当查询某一个时间范围的数据时,速度非常快,因为存储的时候按照时间存储,所以数据都是连续的。

(3)支持第三方dashboard实现更绚丽的图形界面,如grafana(Grafana 2.5.0版本及以上)

(4)组件模块化
server端是server端,agent端是agent端。

(5)支持服务自动化发现(基于consul等方式动态发现被监控的目标服务)。

(6)强大的数据查询语句功(PromQL,Prometheus Query Language),查出来的数据还能直接进行数据运算。

(7)易于横向伸缩。
环境比较大的时候,可以扩容server节点,支持集群联邦,通过集群联邦去收集数据,然后再汇总到核心的server端。

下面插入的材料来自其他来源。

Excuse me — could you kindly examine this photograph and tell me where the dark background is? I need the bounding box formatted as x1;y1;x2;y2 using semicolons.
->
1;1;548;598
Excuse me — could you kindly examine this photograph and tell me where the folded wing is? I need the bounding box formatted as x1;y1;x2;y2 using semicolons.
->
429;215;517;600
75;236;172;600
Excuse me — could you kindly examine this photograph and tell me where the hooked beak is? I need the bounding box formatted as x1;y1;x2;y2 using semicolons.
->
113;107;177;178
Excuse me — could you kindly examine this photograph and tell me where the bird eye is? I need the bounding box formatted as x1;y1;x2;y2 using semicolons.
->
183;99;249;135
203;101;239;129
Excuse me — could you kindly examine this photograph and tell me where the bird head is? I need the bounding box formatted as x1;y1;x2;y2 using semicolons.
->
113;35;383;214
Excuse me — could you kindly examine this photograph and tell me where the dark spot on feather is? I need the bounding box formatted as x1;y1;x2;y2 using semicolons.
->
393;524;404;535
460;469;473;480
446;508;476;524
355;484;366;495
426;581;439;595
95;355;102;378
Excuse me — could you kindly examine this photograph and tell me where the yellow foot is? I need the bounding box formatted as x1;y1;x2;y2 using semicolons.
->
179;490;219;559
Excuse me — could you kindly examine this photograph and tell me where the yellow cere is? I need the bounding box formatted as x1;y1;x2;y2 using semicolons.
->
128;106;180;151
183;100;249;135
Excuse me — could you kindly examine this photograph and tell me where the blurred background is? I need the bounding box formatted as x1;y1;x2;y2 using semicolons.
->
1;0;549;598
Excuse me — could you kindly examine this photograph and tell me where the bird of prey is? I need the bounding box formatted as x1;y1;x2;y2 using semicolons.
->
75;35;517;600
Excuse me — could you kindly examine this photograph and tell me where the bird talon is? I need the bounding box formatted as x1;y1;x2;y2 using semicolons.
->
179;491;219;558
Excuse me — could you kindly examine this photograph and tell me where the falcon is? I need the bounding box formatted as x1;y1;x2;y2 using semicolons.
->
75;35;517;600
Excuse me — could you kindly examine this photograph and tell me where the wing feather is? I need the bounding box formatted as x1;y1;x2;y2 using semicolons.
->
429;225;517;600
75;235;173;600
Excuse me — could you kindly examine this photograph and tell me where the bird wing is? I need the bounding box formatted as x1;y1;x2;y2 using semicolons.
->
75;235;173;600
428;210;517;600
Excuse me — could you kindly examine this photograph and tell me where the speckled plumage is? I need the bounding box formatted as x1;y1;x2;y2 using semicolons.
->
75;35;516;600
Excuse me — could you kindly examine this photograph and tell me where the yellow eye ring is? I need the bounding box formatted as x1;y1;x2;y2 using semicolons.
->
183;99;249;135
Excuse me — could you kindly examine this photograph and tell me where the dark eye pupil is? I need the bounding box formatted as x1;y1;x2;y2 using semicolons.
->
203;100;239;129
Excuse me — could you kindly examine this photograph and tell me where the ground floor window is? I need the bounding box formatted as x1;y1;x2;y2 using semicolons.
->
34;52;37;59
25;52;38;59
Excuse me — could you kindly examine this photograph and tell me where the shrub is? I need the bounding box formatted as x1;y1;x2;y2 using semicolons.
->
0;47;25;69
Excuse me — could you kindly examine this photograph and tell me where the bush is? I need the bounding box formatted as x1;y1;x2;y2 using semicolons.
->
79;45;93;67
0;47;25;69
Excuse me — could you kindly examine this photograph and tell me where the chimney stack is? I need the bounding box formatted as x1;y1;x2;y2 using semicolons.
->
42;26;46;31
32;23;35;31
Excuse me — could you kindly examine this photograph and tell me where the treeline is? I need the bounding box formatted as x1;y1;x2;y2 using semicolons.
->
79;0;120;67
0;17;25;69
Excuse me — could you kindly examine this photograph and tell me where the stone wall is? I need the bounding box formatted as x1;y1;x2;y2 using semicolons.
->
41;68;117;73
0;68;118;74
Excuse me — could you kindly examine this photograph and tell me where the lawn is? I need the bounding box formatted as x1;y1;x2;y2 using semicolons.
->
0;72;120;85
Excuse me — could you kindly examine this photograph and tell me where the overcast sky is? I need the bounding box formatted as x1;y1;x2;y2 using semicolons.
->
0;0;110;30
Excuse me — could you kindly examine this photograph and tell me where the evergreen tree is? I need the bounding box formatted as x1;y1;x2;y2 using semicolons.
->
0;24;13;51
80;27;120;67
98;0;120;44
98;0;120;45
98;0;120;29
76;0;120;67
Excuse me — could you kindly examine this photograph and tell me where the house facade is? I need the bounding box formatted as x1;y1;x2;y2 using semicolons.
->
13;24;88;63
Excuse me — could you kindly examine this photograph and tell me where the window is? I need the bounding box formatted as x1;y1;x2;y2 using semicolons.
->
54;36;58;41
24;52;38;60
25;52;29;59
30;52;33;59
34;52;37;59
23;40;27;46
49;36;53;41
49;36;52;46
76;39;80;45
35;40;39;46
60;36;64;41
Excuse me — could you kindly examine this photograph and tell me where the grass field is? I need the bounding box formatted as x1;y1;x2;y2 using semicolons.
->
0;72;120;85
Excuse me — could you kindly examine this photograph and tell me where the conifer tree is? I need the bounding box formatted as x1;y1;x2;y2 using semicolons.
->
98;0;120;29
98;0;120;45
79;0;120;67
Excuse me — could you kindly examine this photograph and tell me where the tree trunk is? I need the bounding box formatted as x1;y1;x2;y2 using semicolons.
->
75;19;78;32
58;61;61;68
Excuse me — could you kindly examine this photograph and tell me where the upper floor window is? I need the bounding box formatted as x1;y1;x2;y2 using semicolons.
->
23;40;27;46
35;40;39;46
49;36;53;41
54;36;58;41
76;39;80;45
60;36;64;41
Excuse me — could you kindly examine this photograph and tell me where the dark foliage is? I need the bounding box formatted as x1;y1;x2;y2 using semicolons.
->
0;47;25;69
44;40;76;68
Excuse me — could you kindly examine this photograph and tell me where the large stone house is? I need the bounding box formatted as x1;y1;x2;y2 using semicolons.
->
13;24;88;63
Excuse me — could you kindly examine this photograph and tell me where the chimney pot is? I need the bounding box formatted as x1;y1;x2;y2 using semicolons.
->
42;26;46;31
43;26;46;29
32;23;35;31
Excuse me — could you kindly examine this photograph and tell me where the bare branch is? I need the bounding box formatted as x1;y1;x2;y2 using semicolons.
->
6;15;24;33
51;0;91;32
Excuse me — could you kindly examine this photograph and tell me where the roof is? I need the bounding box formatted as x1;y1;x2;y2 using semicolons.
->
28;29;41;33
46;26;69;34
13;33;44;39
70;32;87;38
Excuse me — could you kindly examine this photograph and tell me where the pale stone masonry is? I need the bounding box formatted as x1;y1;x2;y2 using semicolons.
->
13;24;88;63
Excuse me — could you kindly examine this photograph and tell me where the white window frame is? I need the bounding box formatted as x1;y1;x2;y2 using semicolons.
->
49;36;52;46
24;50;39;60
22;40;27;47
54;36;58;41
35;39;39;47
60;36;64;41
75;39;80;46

(8)众多官方和第三方的exporter(“数据”导出器)实现不同的指标数据收集。
官方支持的export:https://www.prometheus.io/docs/instrumenting/exporters/#exporters-and-integrations
带(official)字样的是官方的,不带的基本就是第三方的。

2.3 Prometheus架构介绍

(1)prometheus server端
主服务,接受外部http请求、收集指标数据、存储指标数据与查询指标数据等,并且还提供一个API供第三方调用查询数据。主要包含以下三个关键组件:

  • Retrieval(数据获取)
    Retrieval组件负责从各种数据源(例如应用程序、服务、操作系统、容器等)中获取指标数据。它可以周期性地或基于配置的规则从目标系统中拉取指标数据,并将其存储在Prometheus服务器中。Retrieval使用各种协议,如HTTP、HTTPS、SNMP等,与目标系统进行通信,并采集指标数据。它是Prometheus的核心数据获取引擎。
  • TSDB(时间序列数据库)
    TSDB是Prometheus的核心组件,它负责存储和管理所有采集到的时间序列数据。它将数据存储在本地磁盘上,并提供高效的读写操作。TSDB使用一种称为"chunk"的数据结构来组织和压缩时间序列数据,以提高性能和减少存储空间占用。TSDB还负责执行查询操作,以响应Prometheus查询语言(PromQL)的请求,并返回请求的时间序列数据。
  • HTTP Server(HTTP服务器)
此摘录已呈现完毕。